In Kenya, India, and the Mexican state of Chiapas, the authors report that “fire detection densities actually tend to be greater inside moist forest reserves than in contiguous buffer areas”, findings that likely “reflect intensive land use that prevents fires in buffer areas, a lack of fuel to sustain fires in buffer areas, intense human pressure on reserves, and ample fuel to sustain fires inside reserves.”



Stark contrasts within Indonesia




Fire detection density for Indonsia. Borneo has the least effective protected areas with regard to fire prevention. Irian Jaya’s ratio is skewed by low fire density both inside and outside reserves. Image by R. Butler [click image to enlarge]

The availability of data for Indonesia made it possible for researchers to distinguish between islands. The found the situation in Borneo and Sulawesi is be particularly bad.

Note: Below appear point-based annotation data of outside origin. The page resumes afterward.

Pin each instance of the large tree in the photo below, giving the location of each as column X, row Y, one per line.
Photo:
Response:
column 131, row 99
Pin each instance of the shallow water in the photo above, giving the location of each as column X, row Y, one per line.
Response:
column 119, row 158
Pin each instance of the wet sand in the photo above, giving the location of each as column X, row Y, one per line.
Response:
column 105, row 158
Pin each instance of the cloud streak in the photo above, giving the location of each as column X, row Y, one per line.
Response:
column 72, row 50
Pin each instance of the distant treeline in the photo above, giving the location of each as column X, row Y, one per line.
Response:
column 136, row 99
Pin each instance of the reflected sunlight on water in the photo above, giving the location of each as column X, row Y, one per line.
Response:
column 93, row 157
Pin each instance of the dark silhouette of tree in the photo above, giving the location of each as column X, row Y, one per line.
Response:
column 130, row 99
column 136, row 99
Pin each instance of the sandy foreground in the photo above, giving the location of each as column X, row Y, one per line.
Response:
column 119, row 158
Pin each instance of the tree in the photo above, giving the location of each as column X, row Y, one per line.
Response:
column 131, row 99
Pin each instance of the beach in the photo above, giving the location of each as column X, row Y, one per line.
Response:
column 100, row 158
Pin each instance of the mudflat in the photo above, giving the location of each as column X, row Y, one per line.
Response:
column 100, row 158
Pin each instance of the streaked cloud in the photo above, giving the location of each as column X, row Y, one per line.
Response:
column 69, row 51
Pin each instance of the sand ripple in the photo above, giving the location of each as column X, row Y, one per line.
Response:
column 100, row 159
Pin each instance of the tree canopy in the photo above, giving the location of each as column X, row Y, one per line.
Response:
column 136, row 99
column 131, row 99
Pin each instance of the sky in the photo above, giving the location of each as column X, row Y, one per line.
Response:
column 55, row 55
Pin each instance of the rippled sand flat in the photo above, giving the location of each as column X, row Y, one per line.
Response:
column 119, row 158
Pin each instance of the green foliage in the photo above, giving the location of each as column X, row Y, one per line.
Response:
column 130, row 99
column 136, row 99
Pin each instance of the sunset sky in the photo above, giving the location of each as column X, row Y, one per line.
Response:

“The reserves of Indonesian Borneo have recently suffered severe levels of timber extraction and forest clearing facilitated by corruption,” the authors explain. “Fire detections indicate that the crisis in Borneo is nearly as severe as ongoing crises in Cambodia, Guatemala, Paraguay, and Sierra Leone… In stark contrast, the reserves of Java appear to be among the most effective in the tropics… the reserves of Irian Jaya [as the Indonesia-controlled portion of New Guinea was formerly known] appear to benefit from passive protection through isolation with similar low fire detection densities both inside reserves and their buffer areas.”



Implications



The new study is not the first to show that “most tropical moist forest reserves are at least partially effective at reducing fire incidence,” but it helps explain why some reserves work better than others.



“Tropical moist forest reserves vary wildly in their effectiveness to reduce fires,” the authors write. “We urgently need to understand the causes of this variation so that steps can be taken to improve the effectiveness of all tropical forest reserves.”



The authors say their research can help. As part of this publication, fire frequency data from 3,964 tropical reserves will be posted online.



“We hope these data will facilitate national, regional, and further global level analyses and generate new insights to improve the success of tropical forest reserves. In the meantime, increases in staff and funding are already known to improve the effectiveness of tropical reserves. New resources to improve the effectiveness of forest reserves are urgently needed in many poor tropical countries and especially in Cambodia, Guatemala, Paraguay, and Sierra Leone,” they conclude.



Arturo Sanchez-Azofeifa and Carlos Portillo-Quintero from the University of Alberta and Diane Davies from the University of Maryland were also involved in the research.



CITATION: S. Joseph Wright, Arturo Sanchez-Azofeifa, Carlos Portillo-Quintero, And Diane Davies. “Poverty And Corruption Compromise Tropical Forest Reserves”. Ecological Applications July 1, 2007.